# Okay, which one of you trail builders did this?



## Klurejr (Oct 13, 2006)

GENIUS!


----------



## *OneSpeed* (Oct 18, 2013)

Who knew Picard did trail work?


----------



## noapathy (Jun 24, 2008)

That's pretty cool. Why's there a sign with a goose on it? 😂

But seriously, creative signage rocks!


----------



## Klurejr (Oct 13, 2006)

noapathy said:


> That's pretty cool. Why's there a sign with a goose on it? 😂
> 
> But seriously, creative signage rocks!


haha, maybe there is a goose nearby who likes to attack trail users?


----------



## Cary (Dec 29, 2003)

noapathy said:


> That's pretty cool. Why's there a sign with a goose on it? 😂
> 
> But seriously, creative signage rocks!


A hematoma on the head (generally caused by big bump from hitting something) is commonly referred to as a “goose egg”.


----------



## Harold (Dec 23, 2003)

maybe the person who made it had a difficult time distinguishing between a goose and a duck?


----------



## noapathy (Jun 24, 2008)

Harold said:


> maybe the person who made it had a difficult time distinguishing between a goose and a duck?
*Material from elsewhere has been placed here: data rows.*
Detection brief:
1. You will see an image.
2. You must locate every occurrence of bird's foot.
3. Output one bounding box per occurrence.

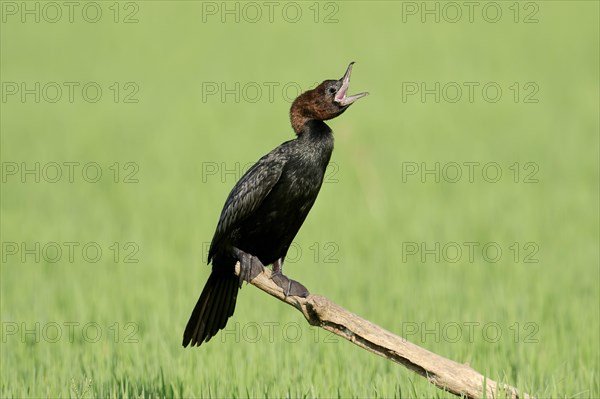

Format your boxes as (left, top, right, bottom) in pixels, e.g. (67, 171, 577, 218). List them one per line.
(232, 247, 264, 286)
(271, 272, 310, 298)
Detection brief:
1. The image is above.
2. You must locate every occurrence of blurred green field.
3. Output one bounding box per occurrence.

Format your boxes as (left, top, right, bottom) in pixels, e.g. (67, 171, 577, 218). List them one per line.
(1, 1, 598, 398)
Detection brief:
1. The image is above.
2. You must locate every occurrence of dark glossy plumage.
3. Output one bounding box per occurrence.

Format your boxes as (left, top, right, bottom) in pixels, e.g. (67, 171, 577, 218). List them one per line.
(209, 121, 333, 268)
(183, 63, 368, 347)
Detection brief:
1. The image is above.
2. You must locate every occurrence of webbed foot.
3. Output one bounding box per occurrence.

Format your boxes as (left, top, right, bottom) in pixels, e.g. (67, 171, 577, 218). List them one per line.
(271, 271, 309, 298)
(232, 247, 263, 285)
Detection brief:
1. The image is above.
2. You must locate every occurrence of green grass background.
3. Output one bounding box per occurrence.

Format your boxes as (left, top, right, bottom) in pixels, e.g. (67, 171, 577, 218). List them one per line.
(1, 1, 598, 398)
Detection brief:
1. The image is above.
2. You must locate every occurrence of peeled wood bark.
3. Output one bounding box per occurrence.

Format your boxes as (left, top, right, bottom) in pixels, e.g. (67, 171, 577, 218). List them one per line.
(234, 263, 529, 399)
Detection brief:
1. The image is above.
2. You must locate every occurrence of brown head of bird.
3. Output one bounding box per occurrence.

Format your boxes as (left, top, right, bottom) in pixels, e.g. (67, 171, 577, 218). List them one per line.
(290, 62, 369, 134)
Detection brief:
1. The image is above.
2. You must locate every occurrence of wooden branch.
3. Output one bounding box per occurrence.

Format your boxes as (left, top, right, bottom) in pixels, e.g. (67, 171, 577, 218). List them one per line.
(234, 263, 529, 399)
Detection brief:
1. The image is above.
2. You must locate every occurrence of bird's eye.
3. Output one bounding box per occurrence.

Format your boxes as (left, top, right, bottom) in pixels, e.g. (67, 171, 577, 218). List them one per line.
(328, 87, 336, 95)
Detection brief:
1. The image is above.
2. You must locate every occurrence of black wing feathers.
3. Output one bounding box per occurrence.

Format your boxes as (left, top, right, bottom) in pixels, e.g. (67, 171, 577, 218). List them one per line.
(208, 153, 286, 262)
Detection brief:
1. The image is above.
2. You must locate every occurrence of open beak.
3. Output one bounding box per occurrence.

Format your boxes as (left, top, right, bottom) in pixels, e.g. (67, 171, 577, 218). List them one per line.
(334, 62, 369, 106)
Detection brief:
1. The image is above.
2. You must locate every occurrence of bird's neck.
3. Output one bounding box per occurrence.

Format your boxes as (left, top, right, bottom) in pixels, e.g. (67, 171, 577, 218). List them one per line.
(298, 119, 332, 137)
(295, 120, 334, 168)
(290, 93, 314, 134)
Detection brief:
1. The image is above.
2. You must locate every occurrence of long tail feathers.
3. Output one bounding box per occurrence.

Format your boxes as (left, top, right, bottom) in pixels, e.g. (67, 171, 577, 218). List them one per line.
(182, 271, 239, 347)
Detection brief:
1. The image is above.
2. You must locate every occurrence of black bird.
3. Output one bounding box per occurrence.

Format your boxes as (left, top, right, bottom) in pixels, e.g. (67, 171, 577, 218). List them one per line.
(183, 63, 368, 347)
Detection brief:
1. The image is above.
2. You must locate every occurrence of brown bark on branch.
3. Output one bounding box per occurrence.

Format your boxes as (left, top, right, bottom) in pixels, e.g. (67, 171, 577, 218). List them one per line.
(234, 263, 529, 399)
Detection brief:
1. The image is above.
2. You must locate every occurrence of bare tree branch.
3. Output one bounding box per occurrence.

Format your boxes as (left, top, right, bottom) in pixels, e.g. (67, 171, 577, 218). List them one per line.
(235, 263, 530, 399)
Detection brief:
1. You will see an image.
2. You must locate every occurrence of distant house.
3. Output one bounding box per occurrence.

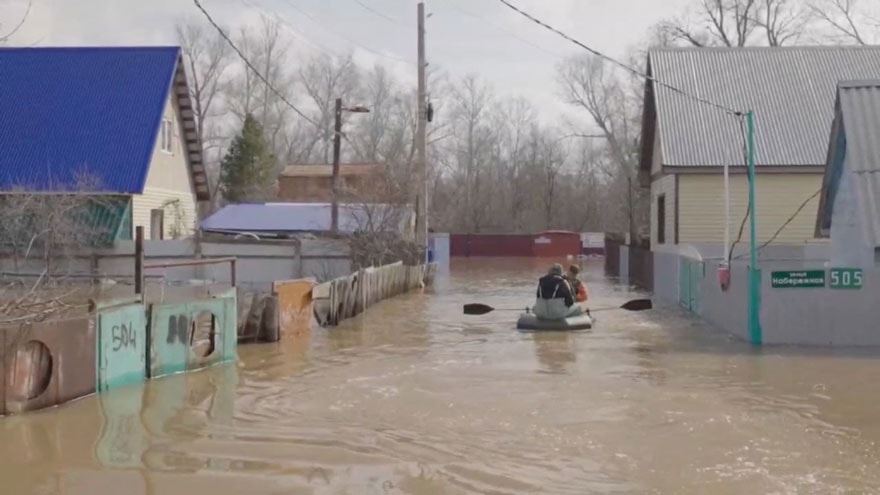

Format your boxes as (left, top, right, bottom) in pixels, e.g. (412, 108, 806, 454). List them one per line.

My wife is from Japan. She often refers to geese as "duck-chans" even though I've told her multiple times they're not actually ducks. (adding "chan" is like "san" to someone's name but implies more affection/closeness)

She did not create Klurejr's sign. I asked. She was amused.


----------



## dysfunction (Aug 15, 2009)

If you duck enough, you're exposed to being goosed.


----------



## Harold (Dec 23, 2003)

noapathy said:


> My wife is from Japan. She often refers to geese as "duck-chans" even though I've told her multiple times they're not actually ducks. (adding "chan" is like "san" to someone's name but implies more affection/closeness)
> 
> She did not create Klurejr's sign. I asked. She was amused.
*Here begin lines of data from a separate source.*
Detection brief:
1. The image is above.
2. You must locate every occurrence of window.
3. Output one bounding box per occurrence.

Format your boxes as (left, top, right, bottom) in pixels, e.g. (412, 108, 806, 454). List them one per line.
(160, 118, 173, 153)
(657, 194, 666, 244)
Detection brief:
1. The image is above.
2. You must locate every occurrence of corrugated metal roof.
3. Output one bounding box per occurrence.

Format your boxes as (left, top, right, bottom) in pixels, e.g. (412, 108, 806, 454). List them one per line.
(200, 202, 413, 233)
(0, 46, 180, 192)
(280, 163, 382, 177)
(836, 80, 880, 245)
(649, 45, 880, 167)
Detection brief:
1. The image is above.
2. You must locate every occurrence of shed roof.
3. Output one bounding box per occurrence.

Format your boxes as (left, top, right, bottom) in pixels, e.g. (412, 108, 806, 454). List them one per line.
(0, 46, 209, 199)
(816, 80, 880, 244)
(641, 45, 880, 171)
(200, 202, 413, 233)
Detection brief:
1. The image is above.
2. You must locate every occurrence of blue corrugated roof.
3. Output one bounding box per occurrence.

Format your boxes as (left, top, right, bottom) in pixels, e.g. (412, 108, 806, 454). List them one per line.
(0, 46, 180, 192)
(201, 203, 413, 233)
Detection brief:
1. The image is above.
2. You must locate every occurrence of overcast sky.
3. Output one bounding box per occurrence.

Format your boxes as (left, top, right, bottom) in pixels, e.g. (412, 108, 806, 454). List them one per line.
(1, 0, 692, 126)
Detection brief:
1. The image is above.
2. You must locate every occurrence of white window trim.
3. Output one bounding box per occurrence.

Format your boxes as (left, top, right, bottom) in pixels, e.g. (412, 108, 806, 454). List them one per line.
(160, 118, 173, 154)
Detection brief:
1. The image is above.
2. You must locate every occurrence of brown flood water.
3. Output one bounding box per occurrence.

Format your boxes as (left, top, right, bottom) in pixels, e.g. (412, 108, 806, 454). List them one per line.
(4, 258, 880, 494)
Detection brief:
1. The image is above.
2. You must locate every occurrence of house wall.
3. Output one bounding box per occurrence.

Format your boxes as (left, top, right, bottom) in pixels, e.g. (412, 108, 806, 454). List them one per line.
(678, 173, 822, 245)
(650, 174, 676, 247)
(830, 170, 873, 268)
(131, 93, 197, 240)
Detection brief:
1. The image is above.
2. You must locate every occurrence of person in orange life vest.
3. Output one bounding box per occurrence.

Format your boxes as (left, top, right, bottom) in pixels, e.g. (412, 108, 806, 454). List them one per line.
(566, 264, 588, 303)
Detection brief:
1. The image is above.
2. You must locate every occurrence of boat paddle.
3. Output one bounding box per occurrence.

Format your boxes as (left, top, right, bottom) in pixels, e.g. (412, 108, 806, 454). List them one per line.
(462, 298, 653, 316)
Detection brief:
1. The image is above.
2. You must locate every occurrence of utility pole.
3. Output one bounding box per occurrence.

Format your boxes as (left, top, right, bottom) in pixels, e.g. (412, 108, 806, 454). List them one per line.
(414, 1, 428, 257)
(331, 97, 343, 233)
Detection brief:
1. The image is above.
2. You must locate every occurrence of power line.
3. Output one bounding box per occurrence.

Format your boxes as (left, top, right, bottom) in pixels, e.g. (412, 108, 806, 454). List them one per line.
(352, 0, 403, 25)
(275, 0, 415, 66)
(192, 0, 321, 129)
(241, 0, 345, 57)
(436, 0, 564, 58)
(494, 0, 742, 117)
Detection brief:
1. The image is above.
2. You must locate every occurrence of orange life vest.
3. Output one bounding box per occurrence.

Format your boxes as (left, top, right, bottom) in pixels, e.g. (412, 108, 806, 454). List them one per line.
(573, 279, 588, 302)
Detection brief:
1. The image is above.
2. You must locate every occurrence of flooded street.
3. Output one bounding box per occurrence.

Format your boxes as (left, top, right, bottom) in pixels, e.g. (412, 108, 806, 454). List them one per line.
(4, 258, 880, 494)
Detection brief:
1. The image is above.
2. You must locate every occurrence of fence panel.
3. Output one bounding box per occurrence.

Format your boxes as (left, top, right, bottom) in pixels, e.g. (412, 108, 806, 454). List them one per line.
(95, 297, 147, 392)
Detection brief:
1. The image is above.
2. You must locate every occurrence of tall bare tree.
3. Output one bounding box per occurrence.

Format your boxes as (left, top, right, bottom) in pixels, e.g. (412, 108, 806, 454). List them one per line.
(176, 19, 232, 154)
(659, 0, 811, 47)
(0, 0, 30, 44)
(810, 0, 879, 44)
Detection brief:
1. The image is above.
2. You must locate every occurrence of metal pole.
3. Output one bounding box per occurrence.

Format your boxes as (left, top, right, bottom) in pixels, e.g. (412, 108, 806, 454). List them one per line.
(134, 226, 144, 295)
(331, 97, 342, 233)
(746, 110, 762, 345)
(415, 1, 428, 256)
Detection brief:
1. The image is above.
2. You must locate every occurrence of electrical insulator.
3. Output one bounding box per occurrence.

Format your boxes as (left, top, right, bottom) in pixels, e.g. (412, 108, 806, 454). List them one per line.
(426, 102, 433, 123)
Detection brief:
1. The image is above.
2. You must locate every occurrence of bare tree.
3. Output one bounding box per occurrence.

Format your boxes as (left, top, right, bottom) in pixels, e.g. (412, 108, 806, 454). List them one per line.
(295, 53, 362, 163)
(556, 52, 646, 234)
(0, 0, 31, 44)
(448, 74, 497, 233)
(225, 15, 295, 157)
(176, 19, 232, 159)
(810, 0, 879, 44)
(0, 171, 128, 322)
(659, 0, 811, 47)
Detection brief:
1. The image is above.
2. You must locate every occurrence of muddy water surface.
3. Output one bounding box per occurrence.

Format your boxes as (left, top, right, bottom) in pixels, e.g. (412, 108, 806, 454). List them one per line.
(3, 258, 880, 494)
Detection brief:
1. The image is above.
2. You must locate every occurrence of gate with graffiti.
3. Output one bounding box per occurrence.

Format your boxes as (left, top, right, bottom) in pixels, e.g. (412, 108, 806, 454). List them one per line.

I'm going to put my bets on the sign graphics being mislabeled. the intent was for it to be a duck (ha ha pun), but the graphic was probably labeled as both a duck and a goose, or maybe incorrectly as a duck (even though it's clearly a goose). and the person who made the selection didn't notice.


----------



## noapathy (Jun 24, 2008)

Looking at it again, it looks a bit ambiguous. We need some test to determine if this is, indeed, a witch...errr...duck.


----------



## dysfunction (Aug 15, 2009)

noapathy said:


> Looking at it again, it looks a bit ambiguous. We need some test to determine if this is, indeed, a witch...errr...duck.


It's a fair cop.


----------



## chazpat (Sep 23, 2006)

Are there chicken signs on the go-arounds?


----------



## EABiker (Jun 24, 2004)

I fear that fowl play has occurred.


----------



## Taroroot (Nov 6, 2013)

chazpat said:


> Are there chicken signs on the go-arounds?
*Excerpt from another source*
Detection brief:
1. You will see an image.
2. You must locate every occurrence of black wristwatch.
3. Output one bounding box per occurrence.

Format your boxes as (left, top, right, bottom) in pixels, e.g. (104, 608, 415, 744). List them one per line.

I forget exactly which trails, maybe Rupert in Squamish, that has rubber chickens trail markers.


----------



## Gman7 (Jul 11, 2008)

Klurejr said:


> GENIUS!
> 
> View attachment 1957490


That made my day, thank you!


----------



## DGUSMC (Jan 29, 2021)

noapathy said:


> Looking at it again, it looks a bit ambiguous. We need some test to determine if this is, indeed, a witch...errr...duck.


It is right there next to the shrubbery.


----------



## Mike Aswell (Sep 1, 2009)

DGUSMC said:


> It is right there next to the shrubbery.


So if she weighs as much as a duck, she is made of wood.


----------



## Klurejr (Oct 13, 2006)




----------



## bpressnall (Aug 25, 2006)

When I rode by this, someone in front yelled, "Goose!", and I looked up to see- then I woke up in the hospitol.


----------



## Nat (Dec 30, 2003)

noapathy said:


> That's pretty cool. Why's there a sign with a goose on it? 😂


When you crouch down to go under it watch your 6:00. That's all I'm saying...


----------



## ridenfool (Mar 17, 2016)

Y'all really quack me up with this stuff ... 🤣


----------